The same men returned to him year after year. He had a picked squad of shearers that shore on all his places. The married men brought their sons to him as soon as they could handle axe or shears. He inspired in the berated native working men, who never thought of addressing him as "sir", a voluntary loyalty approaching that of feudal retainers shaped by generations of servitude.
After dinner the men engaged in a game of five hundred. Bernice retired to her bed on the veranda to be guarded by the blackbutts and snow-gums, fairy-like in their perfumed blossom in the dim light of the stars, and the Southern Cross so near and kind that it seemed as if it could be plucked from the sky.
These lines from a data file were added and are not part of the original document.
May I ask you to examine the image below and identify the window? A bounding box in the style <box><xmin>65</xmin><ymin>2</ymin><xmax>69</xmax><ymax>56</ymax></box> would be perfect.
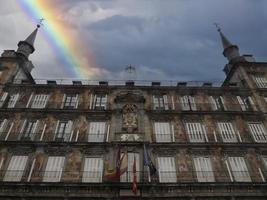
<box><xmin>0</xmin><ymin>119</ymin><xmax>8</xmax><ymax>136</ymax></box>
<box><xmin>239</xmin><ymin>96</ymin><xmax>257</xmax><ymax>111</ymax></box>
<box><xmin>158</xmin><ymin>157</ymin><xmax>177</xmax><ymax>183</ymax></box>
<box><xmin>262</xmin><ymin>157</ymin><xmax>267</xmax><ymax>170</ymax></box>
<box><xmin>88</xmin><ymin>122</ymin><xmax>106</xmax><ymax>142</ymax></box>
<box><xmin>21</xmin><ymin>120</ymin><xmax>39</xmax><ymax>140</ymax></box>
<box><xmin>91</xmin><ymin>94</ymin><xmax>107</xmax><ymax>110</ymax></box>
<box><xmin>193</xmin><ymin>157</ymin><xmax>214</xmax><ymax>182</ymax></box>
<box><xmin>61</xmin><ymin>94</ymin><xmax>79</xmax><ymax>109</ymax></box>
<box><xmin>185</xmin><ymin>122</ymin><xmax>208</xmax><ymax>142</ymax></box>
<box><xmin>120</xmin><ymin>152</ymin><xmax>140</xmax><ymax>182</ymax></box>
<box><xmin>4</xmin><ymin>156</ymin><xmax>28</xmax><ymax>181</ymax></box>
<box><xmin>7</xmin><ymin>94</ymin><xmax>19</xmax><ymax>108</ymax></box>
<box><xmin>217</xmin><ymin>122</ymin><xmax>238</xmax><ymax>142</ymax></box>
<box><xmin>43</xmin><ymin>156</ymin><xmax>65</xmax><ymax>182</ymax></box>
<box><xmin>228</xmin><ymin>157</ymin><xmax>251</xmax><ymax>182</ymax></box>
<box><xmin>82</xmin><ymin>158</ymin><xmax>103</xmax><ymax>183</ymax></box>
<box><xmin>248</xmin><ymin>122</ymin><xmax>267</xmax><ymax>142</ymax></box>
<box><xmin>27</xmin><ymin>94</ymin><xmax>49</xmax><ymax>108</ymax></box>
<box><xmin>209</xmin><ymin>96</ymin><xmax>226</xmax><ymax>111</ymax></box>
<box><xmin>153</xmin><ymin>95</ymin><xmax>169</xmax><ymax>110</ymax></box>
<box><xmin>154</xmin><ymin>122</ymin><xmax>174</xmax><ymax>142</ymax></box>
<box><xmin>253</xmin><ymin>74</ymin><xmax>267</xmax><ymax>88</ymax></box>
<box><xmin>0</xmin><ymin>92</ymin><xmax>8</xmax><ymax>108</ymax></box>
<box><xmin>55</xmin><ymin>120</ymin><xmax>73</xmax><ymax>142</ymax></box>
<box><xmin>180</xmin><ymin>96</ymin><xmax>197</xmax><ymax>110</ymax></box>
"Thank God for the kookaburras and magpies, for the sun and trees and whole world of blossom, and especially for the tea-tree and the creek, and all this wide and heavenly country with no awful people to drive one to distraction."
A few months of days in the surf or at the zoo, the moving pictures or the theatre, and Burberry's soul wilted like frost-bitten pumpkin-vines under the realization that he was of no importance in Sydney and had nothing to do.
"Good lord! I was like a cockatoo in a cage," he explained to Labosseer. "There isn't a blasted thing to do in those beastly suburbs. Nothing but that infernal idleness that rots a man, and among a crowd of bally imbeciles who don't know a gummy ewe from a two-tooth wether hogget, or a heifer from a cow, or a store beast from a fat, when they see it."
Mr Ced Spires: "You can't live by work alone."
Miss Bernice Gaylord: "My work is the most important thing in the world to me."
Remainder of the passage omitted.